5 thoughts on “Why Tennis Balls Are Dangerous for our Dogs

  • March 29, 2012 at 9:04 am

    Great information! They can be especially dangerous to dogs who are allowed unsupervised play with toys by owners that don’t know any better. Dogs love to tear things into pieces, and small pieces of tennis ball can cause serious, life-threatening problems requiring surgery.

  • March 29, 2012 at 9:27 am

    I concur, Pan can split a tennis ball in ONE crunch. He has done so on several occasions during flyball. He also easily splits the “tough” balls. I don’t think it’s just tennis balls that are dangerous but if you have a tough chewer, don’t leave *any* toy with him unsupervised other than something designed for a tough chewer like the toughest Nylabone or marrow bone. Pan has an oral fixation and loves to chomp chomp chomp on anything round and hollow. He’s not allowed to have tennis balls unless we’re doing flyball, and they are not his reward. He has several Cuz toys but I’m going to have to monitor these as well, as I’ve noticed he has sores in his mouth from all the Cuz’in.

  • March 29, 2012 at 9:34 am

    Thank you so much Beverly for writing this article. Even tossing the tennis ball and the dog catching it can be dangerous. It is just the right size to lodge in a GSD throat and yes it does happen and dogs have died as the owners have desperately tried to remove the balls.
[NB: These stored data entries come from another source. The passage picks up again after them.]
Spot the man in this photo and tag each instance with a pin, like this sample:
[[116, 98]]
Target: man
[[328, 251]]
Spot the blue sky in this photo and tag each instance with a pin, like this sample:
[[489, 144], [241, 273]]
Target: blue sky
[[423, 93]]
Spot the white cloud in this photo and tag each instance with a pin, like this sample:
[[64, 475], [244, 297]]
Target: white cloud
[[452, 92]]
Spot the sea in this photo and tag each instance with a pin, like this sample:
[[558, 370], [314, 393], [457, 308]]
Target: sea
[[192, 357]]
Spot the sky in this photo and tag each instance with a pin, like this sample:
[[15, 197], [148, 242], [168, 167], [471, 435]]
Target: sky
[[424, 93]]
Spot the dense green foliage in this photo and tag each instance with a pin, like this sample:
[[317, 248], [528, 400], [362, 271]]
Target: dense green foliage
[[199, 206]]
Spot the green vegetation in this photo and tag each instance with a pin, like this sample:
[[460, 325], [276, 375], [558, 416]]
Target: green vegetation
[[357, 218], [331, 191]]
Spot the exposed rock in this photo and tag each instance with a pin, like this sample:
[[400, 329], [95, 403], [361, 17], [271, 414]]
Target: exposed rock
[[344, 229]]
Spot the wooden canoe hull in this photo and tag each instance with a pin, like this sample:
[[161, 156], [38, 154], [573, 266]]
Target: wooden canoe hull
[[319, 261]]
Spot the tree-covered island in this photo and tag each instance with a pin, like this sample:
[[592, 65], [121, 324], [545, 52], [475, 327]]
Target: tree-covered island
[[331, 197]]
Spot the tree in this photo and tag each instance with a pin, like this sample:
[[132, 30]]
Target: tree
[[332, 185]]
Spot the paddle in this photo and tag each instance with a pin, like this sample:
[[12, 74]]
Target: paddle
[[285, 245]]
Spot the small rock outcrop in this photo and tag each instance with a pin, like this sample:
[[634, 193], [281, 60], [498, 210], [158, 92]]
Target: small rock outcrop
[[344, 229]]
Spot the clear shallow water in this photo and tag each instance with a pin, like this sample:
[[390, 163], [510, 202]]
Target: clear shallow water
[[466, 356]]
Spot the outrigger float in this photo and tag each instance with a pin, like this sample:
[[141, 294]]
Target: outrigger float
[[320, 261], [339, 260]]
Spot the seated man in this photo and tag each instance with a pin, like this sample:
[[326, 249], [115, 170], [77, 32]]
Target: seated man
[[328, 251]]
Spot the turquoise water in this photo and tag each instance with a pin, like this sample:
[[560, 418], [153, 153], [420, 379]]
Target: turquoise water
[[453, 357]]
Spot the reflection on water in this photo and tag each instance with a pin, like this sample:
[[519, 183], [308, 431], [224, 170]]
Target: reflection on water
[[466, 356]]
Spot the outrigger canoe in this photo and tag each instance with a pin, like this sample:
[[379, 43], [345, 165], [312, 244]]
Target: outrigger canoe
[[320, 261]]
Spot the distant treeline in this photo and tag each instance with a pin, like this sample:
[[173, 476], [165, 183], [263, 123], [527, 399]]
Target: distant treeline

Another plus for using a ball on a robe.

    I did not know that the glue also eroded the enamel of the dogs teeth.

    Thank you again Beverly!

  • March 29, 2012 at 10:19 am

    I remember watching Oprah Winfrey sobbing on TV recounting how her beloved Golden Retriever choked to death on a Tennis ball while she frantically tried to help, after that show I threw every tennis ball in the trash, Gavin LOVES the big Cuz balls and my JRT loves the small ones, and I had to train Gavin to only play with his big Cuz, I was so paranoid he would choke on the small ones.

  • March 29, 2012 at 5:09 pm

    Our friend Dwane, a police officer with a K-9 partner named “Ki,” told us that Ki died because someone threw a BALL into his police car, and his dog swallowed it. Sadly, she died after surgery:

    In Loving Memory of
    K9 KI
    January 22, 2009

    Handler: Officer Dwane Foisy
    Pittsfield Police Department
    39 Allen St
    Pittsfield, Massachusetts 01201

    Pittsfield police mourn K-9 loss
    The Pittsfield Police Department is mourning the loss of one of its beloved members, a police canine known as Ki. “K-9 Ki was a tremendous asset to the Pittsfield Police Department and will be sorely missed,” wrote acting Chief Michael Wynn in a statement released on Monday. The police dog became ill earlier this month. After the K-9’s health began to deteriorate Ki underwent emergency surgery but suffered a post-operative infection. Ki died on Thursday. The German shepherd joined the department’s K-9 unit on Feb. 5, 2007, as Officer Dwane Foisy’s partner.
    In the past two years, Foisy and Ki completed 14 weeks of formal training in patrol work and narcotics detection and achieved national certification. While working with Foisy, Ki was deployed on more than 75 calls for service, ranging from narcotics detection to criminal apprehensions and handler protection. In one case documented last May, the K-9 and Foisy located a suspect wanted on felony and breaking and entering charges. While the officer was pat-frisking the suspect for weapons, the suspect reached into his clothing to retrieve a knife. Ki instinctively bit and held the suspect until he could be subdued and handcuffed. According to Wynn’s statement, “Ki was a member of a team that has grown from a single K-9/handler team into a widely regarded regional resource.” This is the second loss of partner for Foisy in recent years. His K-9 partner of nearly a decade, Ioyx, died in January 2007.